I believe we're going to make a strong case for it. Ultimately, it's up to the agency to make their decisions, but we will definitely be in communication with them about it.

Thanks so much for taking my question. For TransCon PTH, there has been a lot of interest and enthusiasm for the product to have nephron protective and potentially cardio protective properties. When do you think you'll be in a position to generate clinical data to support that, focusing on tangible proof rather than theoretical advantages?

When we look at the potential of TransCon PTH, we believe the way we're providing PTH to patients, at physiological levels, around the clock, addresses critical concerns, including cardiovascular risk. We already have what are called surrogate markers indicating strong scientific and clinical correlations, like calcium phosphate complexes, which provide insights into cardiovascular risk. Patients already on treatment give us the chance to analyze these metrics and build a strong scientific rationale for the positive impact this therapy may have.

As we've looked at the data and the correlation between the PTH levels and urinary calcium levels, we see that it doesn't take much PTH to restore the body's ability to manage calcium. The longer we observe these patients, the more stability we anticipate in their conditions, though we cannot yet determine precisely when we’ll see clinical benefits, particularly avoiding progression of renal complications.

It's essential to consider patient retention as a measure of success. Patients stay in the clinical trial or treatment because they feel normal again, not just because of long-term benefits. When we see consistent patient retention among those who have been receiving treatment, it's a clear indicator of the therapy's positive impact.
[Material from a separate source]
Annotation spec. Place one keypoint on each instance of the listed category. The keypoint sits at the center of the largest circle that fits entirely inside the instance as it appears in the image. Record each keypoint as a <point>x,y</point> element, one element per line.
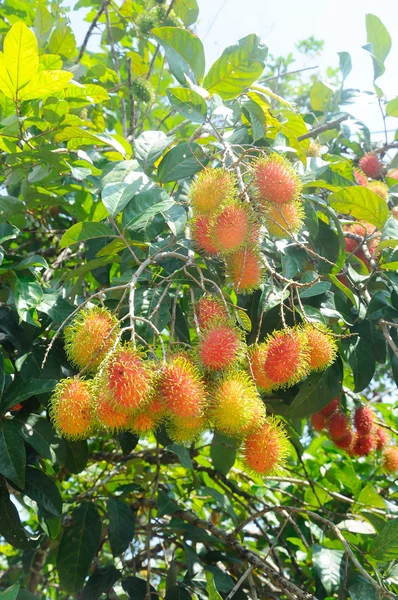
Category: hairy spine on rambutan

Thank you very much for taking my question. Although you're not comfortable giving specific timing on reimbursement, could you walk us through the typical process for how a patient goes through diagnosis and treatment with growth hormone, including prescription submission and how long that might take depending on their insurer's coverage?
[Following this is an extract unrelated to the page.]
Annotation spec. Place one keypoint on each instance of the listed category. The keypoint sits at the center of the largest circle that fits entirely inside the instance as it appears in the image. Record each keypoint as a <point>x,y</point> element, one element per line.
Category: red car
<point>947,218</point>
There are many scenarios to consider regarding the process. First, we need to determine if the patient is new or already established on daily growth hormone. New patients must go through various tests and evaluations to confirm a diagnosis of growth hormone deficiency, which can take time. On the other hand, for established patients, the process is much simpler. The variability in insurance coverage and how reimbursement systems operate makes it challenging to provide a single timeframe since many factors influence the process. Our analysis indicates that the complexity of these paths depends heavily on the patient's history and the insurance system's structure. We aim to provide clearer data on this issue as it evolves.

Thank you. I have a question about the free drug policy for SKYTROFA. What duration of therapy are patients entitled to receive before insurance kicks in, and do you have any data on the success rate for patients being able to receive insurance coverage once their free drug supply runs out?

Good question. We're analyzing this continuously. The expected development has revealed that while some patients take advantage of the free drug program, many do not. We're seeing two distinct patient uptakes, both from new patients and switch patients. Previous patients tend to have an easier transition since they've already been diagnosed. However, as market access continues to improve, we're beginning to see more shift from free to reimbursed therapy.

This concludes today's conference call. Thank you for your participation, and you may now disconnect. Everyone, have a wonderful day.